The Thin Red, White & Blue Line

Friday - 5/1/2009, 4:00am EDT

Civilian and military members of the federal family are on the front lines (in schools, hospitals, labs and security) in the battle against swine flu. These are the people at the sharp end of the spear.

We're talking about you!

Individual national governments and outfits like the UN and the WHO differ over whether it's an outbreak, epidemic, or pandemic. People are getting mixed signals and advice about important but basic things like whether to use or avoid public transportation!

For what it's worth, the World Health Organization says it is an H1N1 pandemic. That doesn't sound good.

Whatever it is, it appears to be getting worse. And getting closer to home for many of us. According to several news reports President Obama, while in Mexico, came in contact with an individual who died the next day "from symptoms similar to flu."

Clearly, there is a lot we don't know, but need to learn, about the outbreak-epidemic-pandemic.

So how are folks on the front-line taking this latest (possibly very serious) challenge? We asked, and you answered. Here goes:

Mike, I think you confuse the term pandemic with ultra, ultra serious. As I understand it, pandemic just means it has spread to more than one country. Remember 35,000 people die every year in the US from the flu. World-wide 250,000 die from the flu. Hopefully this will not rise to that level. You might want to do a column to help us readers understand what is real about this flu and what is a myth. E.G. You can't get "swine" flu from eating properly cooked pork. Bob L.

Good point! Definitions vary, widely in some cases, on the difference between an epidemic and a pandemic. None are particularly comforting. For instance:

Merriam-Webster dictionary says a pandemic is "occurring over a wide geographic area and affecting an exceptionally high proportion of the population" while a medical definition on MedicineNet.com says a pandemic is "an epidemic (a sudden outbreak) that becomes very widespread and affects a whole region, a continent, or the world." But I digress...

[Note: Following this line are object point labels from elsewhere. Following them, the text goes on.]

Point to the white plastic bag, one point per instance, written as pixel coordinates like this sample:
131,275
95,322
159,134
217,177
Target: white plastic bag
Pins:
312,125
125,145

Next month I will celebrate 35 years of federal service, and thanks to entering my career at a very early age I will still have 3 years before I can retire. I've always had an office job that would require me to respond even in emergencies. It's part of what you sign up for when you work for the nation. No matter what, the government can't ever completely shut down, right? Living in the south, we spend half our time in hurricane season, which means the potential of having to hunker down in place or more likely evacuate. During Katrina my agency continued to operate from several cities across the U.S., for an extended period. Many other agencies did the same. Equipped with laptops and cell phones, many worked from hotel rooms, home kitchens, and some even from the back seats of their cars as they traveled. This was a workforce where approximately 75% had lost their homes and everything else they owned! Government employees are an extremely loyal group. Keep the power grid up, and we'll find a way to keep the country going! Sign Me: Loyal Long-Term Fed

...I suspect more people died of old age over the weekend also. Let's stop old age. I'm all for that! :) Rita, U.S. Postal Service

Nearly Useless Factoid
by Suzanne Kubota

With this weekend's Run for the Roses to look forward to, you'll note that no horse has a name longer than 18 characters. According to MentalFloss, spaces and punctuation marks count. My personal favorite name in the race is Chocolate Candy, mainly because the colt's breeder is Jenny Craig.